The goal of this project is to apply multilayer feedforward neural networks to phishing email detection and evaluate the effectiveness of this approach. We design the feature set, process the phishing dataset, and implement the neural network (NN) systems. We then use cross validation to evaluate the performance of NNs with different numbers of hidden units and activation functions. We also compare the performance of NNs with other major machine learning algorithms. From the statistical analysis, we conclude that NNs with an appropriate number of hidden units can achieve satisfactory accuracy even when the training examples are scarce. Moreover, our feature selection is effective in capturing the characteristics of phishing emails, as most machine learning algorithms can yield reasonable results with it.

The full report: Phishing Detection Using Neural Network.

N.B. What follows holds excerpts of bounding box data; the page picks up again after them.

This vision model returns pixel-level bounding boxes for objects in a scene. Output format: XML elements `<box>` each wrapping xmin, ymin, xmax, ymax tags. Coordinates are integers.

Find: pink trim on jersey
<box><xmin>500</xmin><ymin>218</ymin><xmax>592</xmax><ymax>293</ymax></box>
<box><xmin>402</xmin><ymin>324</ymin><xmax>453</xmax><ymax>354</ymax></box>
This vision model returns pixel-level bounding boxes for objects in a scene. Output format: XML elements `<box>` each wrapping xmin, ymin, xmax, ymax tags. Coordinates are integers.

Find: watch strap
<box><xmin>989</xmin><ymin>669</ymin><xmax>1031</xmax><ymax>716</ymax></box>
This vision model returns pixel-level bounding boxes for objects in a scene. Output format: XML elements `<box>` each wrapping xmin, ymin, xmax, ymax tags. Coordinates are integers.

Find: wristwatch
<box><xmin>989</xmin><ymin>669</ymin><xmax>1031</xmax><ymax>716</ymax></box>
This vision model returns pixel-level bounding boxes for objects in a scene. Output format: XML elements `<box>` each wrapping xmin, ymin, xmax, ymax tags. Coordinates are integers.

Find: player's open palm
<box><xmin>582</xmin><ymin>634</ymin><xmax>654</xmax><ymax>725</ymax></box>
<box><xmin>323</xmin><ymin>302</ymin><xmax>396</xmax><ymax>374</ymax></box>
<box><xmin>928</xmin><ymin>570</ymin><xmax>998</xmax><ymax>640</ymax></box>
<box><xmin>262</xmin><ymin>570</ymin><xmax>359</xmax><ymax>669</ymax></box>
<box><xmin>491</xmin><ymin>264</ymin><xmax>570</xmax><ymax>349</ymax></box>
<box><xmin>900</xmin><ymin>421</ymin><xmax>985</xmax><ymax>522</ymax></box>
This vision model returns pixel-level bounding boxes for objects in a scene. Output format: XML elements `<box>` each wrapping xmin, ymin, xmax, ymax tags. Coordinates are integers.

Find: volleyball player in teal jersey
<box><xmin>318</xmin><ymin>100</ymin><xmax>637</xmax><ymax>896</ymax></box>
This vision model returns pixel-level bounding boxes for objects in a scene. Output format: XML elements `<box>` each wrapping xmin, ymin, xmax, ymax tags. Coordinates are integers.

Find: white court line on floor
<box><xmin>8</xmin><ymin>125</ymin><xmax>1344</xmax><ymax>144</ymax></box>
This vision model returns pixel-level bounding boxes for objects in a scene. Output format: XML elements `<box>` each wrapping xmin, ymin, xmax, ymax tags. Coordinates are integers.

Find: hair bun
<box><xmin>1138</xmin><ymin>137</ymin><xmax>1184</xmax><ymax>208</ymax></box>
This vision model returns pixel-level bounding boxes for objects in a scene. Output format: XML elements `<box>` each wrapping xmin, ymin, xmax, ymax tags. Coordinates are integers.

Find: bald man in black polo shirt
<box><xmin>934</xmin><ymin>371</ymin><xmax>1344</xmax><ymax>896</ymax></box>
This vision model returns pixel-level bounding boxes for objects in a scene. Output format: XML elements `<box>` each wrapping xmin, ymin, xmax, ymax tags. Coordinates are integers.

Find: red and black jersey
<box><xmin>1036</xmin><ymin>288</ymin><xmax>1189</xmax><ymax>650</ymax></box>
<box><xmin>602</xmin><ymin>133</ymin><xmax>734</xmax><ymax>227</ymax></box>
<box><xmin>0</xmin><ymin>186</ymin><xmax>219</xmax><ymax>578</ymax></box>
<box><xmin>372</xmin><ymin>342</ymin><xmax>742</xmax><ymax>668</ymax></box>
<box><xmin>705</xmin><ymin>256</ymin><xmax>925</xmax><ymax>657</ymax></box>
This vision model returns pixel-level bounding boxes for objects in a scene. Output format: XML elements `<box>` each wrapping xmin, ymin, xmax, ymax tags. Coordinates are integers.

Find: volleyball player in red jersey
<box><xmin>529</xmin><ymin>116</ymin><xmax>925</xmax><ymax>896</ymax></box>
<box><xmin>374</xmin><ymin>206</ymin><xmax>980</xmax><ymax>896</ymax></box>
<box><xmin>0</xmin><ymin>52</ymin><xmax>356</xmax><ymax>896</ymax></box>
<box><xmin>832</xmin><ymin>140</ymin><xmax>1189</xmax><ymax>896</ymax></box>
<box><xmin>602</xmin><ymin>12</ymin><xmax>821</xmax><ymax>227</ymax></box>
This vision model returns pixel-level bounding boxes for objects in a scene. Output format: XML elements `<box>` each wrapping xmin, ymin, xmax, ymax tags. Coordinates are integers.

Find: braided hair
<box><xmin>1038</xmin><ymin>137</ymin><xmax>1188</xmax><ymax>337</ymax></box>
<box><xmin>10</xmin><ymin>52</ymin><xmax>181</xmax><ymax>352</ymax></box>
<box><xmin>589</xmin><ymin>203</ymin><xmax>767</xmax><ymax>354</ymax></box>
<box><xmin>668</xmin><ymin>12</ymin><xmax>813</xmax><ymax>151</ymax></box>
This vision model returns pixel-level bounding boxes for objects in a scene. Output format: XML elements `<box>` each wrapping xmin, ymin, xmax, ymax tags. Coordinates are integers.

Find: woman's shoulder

In the summer of 2011, I was one of the three students selected from the Joint Degree program to go to University College Dublin, Ireland for an internship. I was assigned to an individual project to learn about Neural Network and apply it to the problem of phishing detection. It was my first time to touch the concept of machine learning, and I taught myself by reading books and materials online. Eventually I was able to understand the concepts, wrote some simple scripts to process the data, and built a basic NN.

In the fall of 2012, I came to Stanford, and took CS229 Machine Learning by Andrew Ng. I learned more machine learning algorithms, the theories of how they work and more rigorous evaluation methods. My project partner and I were interested in the phishing detection problem, and decided to take the very basic work I had done further with the new knowledge we learned in class.

In the next fall, I was a TA for CS229.